Serupa dengan studi tersebut, pada analisis prospektif 50.000 pasien di United
Kingdom General Practice Research Database, baik infeksi pernapasan atas
maupun infeksi traktus urinarius, berhubungan dengan peningkatan risiko stroke. 61
Risiko stroke dalam 3 hari setelah infeksi sebesar tiga kali lebih tinggi, serupa
dengan pada periode bebas-infeksi, dan perlahan hilang dalam 3 bulan berikutnya.
Terdapat pula bukti dari studi observasional bahwa vaksinasi melawan infeksi,
khususnya influenza, dapat mencegah stroke. Vaksinasi influenza selama musim
sebelumnya berhubungan dengan penurunan 50% risiko stroke. 62 Akan tetapi, efek
protektif ini tidak ada pada vaksinasi melawan organisme lain. Mekanisme
keuntungan vaksinasi influenza ini belum jelas namun dapat menggambarkan
penurunan aktivasi imun dari plak aterosklerotik atau koagulasi.63,64 Vaksinasi juga
dapat menurunkan dehidrasi akibat penyakit dan gangguan respirasi. Pada anak-
anak, infeksi varisela tampaknya menggambarkan suatu periode peningkatan
risiko stroke.65 Studi lebih lanjut, termasuk pasien stroke, diperlukan.

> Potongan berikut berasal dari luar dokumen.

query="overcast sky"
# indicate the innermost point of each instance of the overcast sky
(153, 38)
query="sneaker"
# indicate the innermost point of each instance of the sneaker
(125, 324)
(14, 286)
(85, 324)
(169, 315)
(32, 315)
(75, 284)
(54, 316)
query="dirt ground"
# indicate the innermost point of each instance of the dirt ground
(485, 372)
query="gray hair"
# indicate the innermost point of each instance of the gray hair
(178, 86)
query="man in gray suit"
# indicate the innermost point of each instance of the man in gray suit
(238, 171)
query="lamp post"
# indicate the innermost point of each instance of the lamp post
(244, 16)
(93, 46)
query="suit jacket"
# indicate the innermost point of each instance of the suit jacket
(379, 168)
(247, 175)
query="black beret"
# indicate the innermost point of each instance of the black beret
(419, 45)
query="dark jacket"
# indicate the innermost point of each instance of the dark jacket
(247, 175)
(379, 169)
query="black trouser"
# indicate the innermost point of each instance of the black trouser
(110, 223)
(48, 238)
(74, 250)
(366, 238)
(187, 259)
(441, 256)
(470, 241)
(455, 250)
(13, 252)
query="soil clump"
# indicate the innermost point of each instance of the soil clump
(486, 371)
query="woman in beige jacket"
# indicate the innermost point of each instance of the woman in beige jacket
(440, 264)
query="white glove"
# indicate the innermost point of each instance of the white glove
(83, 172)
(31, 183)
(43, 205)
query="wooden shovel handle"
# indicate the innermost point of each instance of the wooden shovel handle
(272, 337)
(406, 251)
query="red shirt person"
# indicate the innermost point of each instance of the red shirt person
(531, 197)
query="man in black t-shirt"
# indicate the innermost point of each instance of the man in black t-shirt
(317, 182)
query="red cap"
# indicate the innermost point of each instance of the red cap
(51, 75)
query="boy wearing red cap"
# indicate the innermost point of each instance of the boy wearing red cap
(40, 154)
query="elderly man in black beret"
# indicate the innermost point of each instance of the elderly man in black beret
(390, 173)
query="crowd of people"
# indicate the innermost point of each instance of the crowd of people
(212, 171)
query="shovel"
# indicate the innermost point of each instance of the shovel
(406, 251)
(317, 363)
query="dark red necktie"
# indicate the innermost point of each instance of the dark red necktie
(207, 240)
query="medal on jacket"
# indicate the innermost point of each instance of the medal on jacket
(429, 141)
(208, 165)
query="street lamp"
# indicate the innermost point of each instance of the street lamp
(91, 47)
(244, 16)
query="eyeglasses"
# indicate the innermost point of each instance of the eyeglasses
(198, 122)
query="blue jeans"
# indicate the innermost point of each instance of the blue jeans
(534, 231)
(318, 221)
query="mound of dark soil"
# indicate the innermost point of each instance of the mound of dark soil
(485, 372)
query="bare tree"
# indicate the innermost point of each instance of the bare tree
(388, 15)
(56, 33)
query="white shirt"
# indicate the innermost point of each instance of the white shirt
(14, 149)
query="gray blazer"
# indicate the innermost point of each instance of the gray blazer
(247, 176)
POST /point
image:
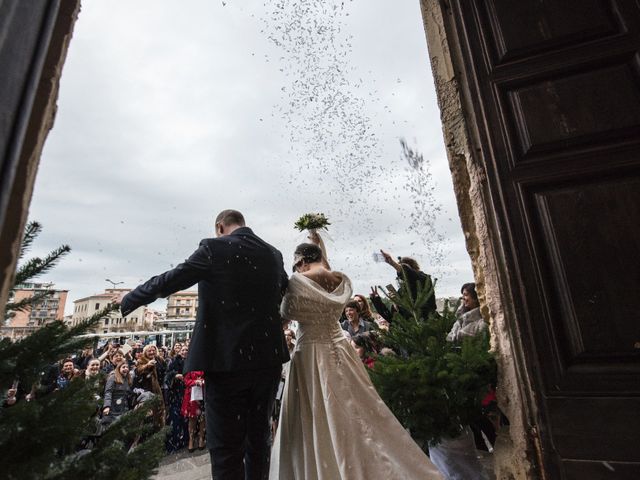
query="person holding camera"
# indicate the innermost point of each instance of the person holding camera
(149, 372)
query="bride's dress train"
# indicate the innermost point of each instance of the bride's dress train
(333, 425)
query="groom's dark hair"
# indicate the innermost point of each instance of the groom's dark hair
(230, 217)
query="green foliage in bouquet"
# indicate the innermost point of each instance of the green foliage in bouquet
(432, 386)
(312, 221)
(40, 438)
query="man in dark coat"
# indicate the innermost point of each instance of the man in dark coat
(237, 340)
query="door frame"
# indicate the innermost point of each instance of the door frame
(520, 453)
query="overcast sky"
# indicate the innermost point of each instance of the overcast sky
(172, 111)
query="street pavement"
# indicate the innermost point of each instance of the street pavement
(185, 466)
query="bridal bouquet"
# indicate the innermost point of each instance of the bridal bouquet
(312, 222)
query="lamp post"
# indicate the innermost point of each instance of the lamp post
(113, 283)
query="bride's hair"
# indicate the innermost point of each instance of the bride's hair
(308, 252)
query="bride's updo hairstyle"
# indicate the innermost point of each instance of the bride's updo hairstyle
(308, 253)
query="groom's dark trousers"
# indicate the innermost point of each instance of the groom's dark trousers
(238, 414)
(237, 341)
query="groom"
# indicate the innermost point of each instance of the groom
(237, 340)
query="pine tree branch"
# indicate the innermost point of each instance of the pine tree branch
(29, 302)
(27, 358)
(38, 266)
(31, 231)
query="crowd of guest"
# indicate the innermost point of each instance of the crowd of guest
(126, 376)
(130, 374)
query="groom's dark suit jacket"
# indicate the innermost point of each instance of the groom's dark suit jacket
(241, 281)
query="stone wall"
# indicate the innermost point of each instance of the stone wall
(516, 449)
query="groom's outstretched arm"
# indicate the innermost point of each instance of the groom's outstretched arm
(194, 269)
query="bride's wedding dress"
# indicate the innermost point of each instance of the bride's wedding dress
(333, 425)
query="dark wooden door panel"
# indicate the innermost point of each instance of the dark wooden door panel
(581, 470)
(595, 428)
(555, 90)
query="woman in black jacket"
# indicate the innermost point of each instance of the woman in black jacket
(175, 391)
(117, 393)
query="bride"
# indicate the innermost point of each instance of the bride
(333, 425)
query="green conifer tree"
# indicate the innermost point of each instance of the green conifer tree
(432, 386)
(39, 438)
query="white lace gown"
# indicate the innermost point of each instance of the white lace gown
(333, 425)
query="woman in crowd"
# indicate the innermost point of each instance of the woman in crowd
(194, 409)
(469, 322)
(365, 310)
(175, 351)
(134, 357)
(117, 393)
(93, 369)
(114, 358)
(67, 372)
(364, 350)
(149, 372)
(175, 393)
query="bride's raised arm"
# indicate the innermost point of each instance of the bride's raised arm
(315, 237)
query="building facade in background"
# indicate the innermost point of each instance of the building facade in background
(48, 310)
(142, 318)
(181, 310)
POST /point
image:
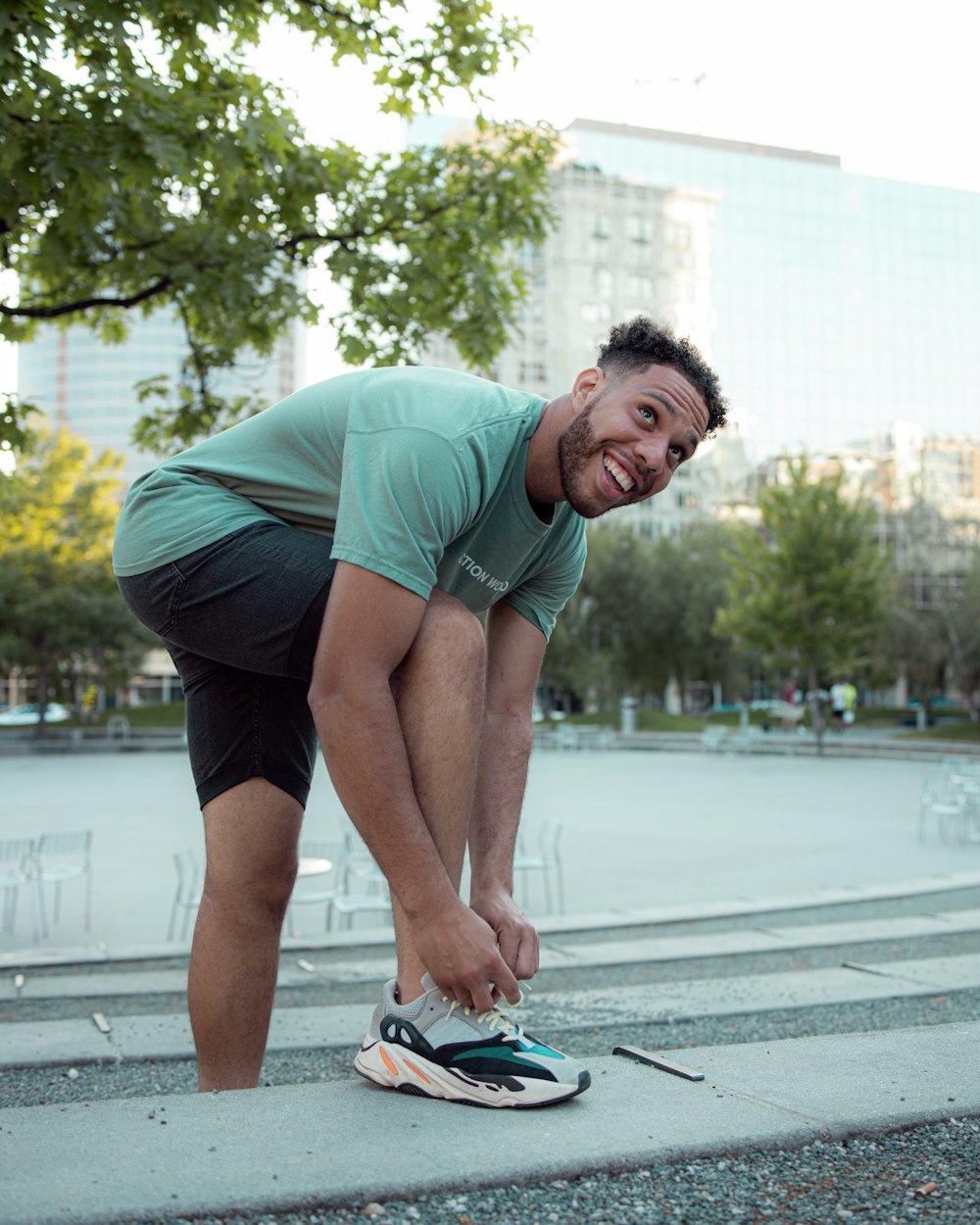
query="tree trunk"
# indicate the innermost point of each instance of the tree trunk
(814, 710)
(42, 696)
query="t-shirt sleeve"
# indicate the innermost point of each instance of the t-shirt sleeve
(543, 596)
(405, 494)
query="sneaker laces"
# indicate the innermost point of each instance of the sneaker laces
(494, 1018)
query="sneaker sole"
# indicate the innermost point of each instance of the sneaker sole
(388, 1064)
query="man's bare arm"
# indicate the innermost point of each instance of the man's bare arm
(368, 627)
(514, 650)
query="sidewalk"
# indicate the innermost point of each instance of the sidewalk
(348, 1142)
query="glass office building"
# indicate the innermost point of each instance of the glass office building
(843, 303)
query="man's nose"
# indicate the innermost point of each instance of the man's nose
(653, 454)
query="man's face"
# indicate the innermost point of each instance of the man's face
(626, 441)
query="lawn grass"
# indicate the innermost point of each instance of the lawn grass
(647, 719)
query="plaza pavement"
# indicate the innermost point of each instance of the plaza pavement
(641, 831)
(645, 833)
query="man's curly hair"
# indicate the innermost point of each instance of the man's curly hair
(643, 343)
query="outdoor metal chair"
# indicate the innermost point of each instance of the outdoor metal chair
(319, 885)
(363, 886)
(62, 858)
(187, 896)
(16, 863)
(540, 852)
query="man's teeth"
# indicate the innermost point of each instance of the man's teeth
(618, 471)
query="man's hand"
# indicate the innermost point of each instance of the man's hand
(460, 951)
(517, 939)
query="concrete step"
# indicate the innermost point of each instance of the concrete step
(78, 1040)
(571, 954)
(346, 1143)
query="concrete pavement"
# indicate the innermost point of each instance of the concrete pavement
(642, 829)
(348, 1143)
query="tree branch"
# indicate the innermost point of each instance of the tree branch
(84, 304)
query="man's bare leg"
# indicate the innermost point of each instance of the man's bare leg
(440, 696)
(251, 832)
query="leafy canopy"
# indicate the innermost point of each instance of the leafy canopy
(809, 588)
(143, 165)
(59, 604)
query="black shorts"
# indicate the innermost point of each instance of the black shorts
(240, 618)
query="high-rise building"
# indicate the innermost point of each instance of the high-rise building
(832, 305)
(88, 387)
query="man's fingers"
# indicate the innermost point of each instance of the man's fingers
(509, 988)
(524, 964)
(509, 941)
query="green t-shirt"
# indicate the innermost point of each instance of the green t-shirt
(416, 473)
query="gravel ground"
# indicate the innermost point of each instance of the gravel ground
(925, 1174)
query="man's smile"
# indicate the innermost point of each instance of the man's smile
(622, 478)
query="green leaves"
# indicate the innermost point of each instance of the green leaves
(809, 586)
(143, 166)
(59, 603)
(643, 615)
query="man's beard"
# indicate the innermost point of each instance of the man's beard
(576, 451)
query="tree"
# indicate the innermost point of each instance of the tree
(809, 588)
(145, 166)
(643, 615)
(59, 604)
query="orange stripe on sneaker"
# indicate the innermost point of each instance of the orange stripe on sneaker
(412, 1067)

Infeksi sebagai Target Terapi

Guidelines terbaru merekomendasikan vaksinasi terhadap influenza pada pasien


dengan penyakit kardiovaskular untuk mencegah kejadian kardiovaskular.66,67 Hal
ini menggambarkan terapi anti-infeksi pertama sebagai strategi mencegah
penyakit vaskular. Terdapat data dari studi prospektif tak terkontrol yang
menyatakan bahwa terapi infeksi periodontal dapat menyebabkan reduksi
disfungsi endotelial dan ketebalan intima-media.68 Meskipun trial klinis awal
memberikan beberapa bukti bahwa antibiotik, terutama antibiotik makrolid yang
melawan klamidia, dapat mengurangi risiko kejadian penyakit koroner berulang
pada pasien dengan aterosklerosis69, trial kontrol acak definitif tidak dapat
membuktikan penemuan ini.70,71 Saat ini, tidak ada indikasi untuk antibiotik pada
pasien dengan penyakit aterosklerotik. Trial serupa dari antibiotik bagi pasien
dengan stroke belum dilakukan, dan mungkin efeknya terhadap stroke akan
berbeda.

Identifikasi peningkatan risiko stroke jangka-pendek setelah infeksi akut dapat


memiliki dampak terapeutik secara langsung. Sebagai contoh, peningkatan dosis
agen antiplatelet atau statin dapat dilakukan selama periode demam atau infeksi,
ketika keuntungan melebihi risiko efek samping-terkait dosisnya. Sebagai
tambahan, periode selama dan segera setelah hospitalisasi untuk infeksi dapat
menegakkan treatable moment, dimana pasien dapat dievaluasi untuk risiko
kardiovaskular dan strategi preventif standar.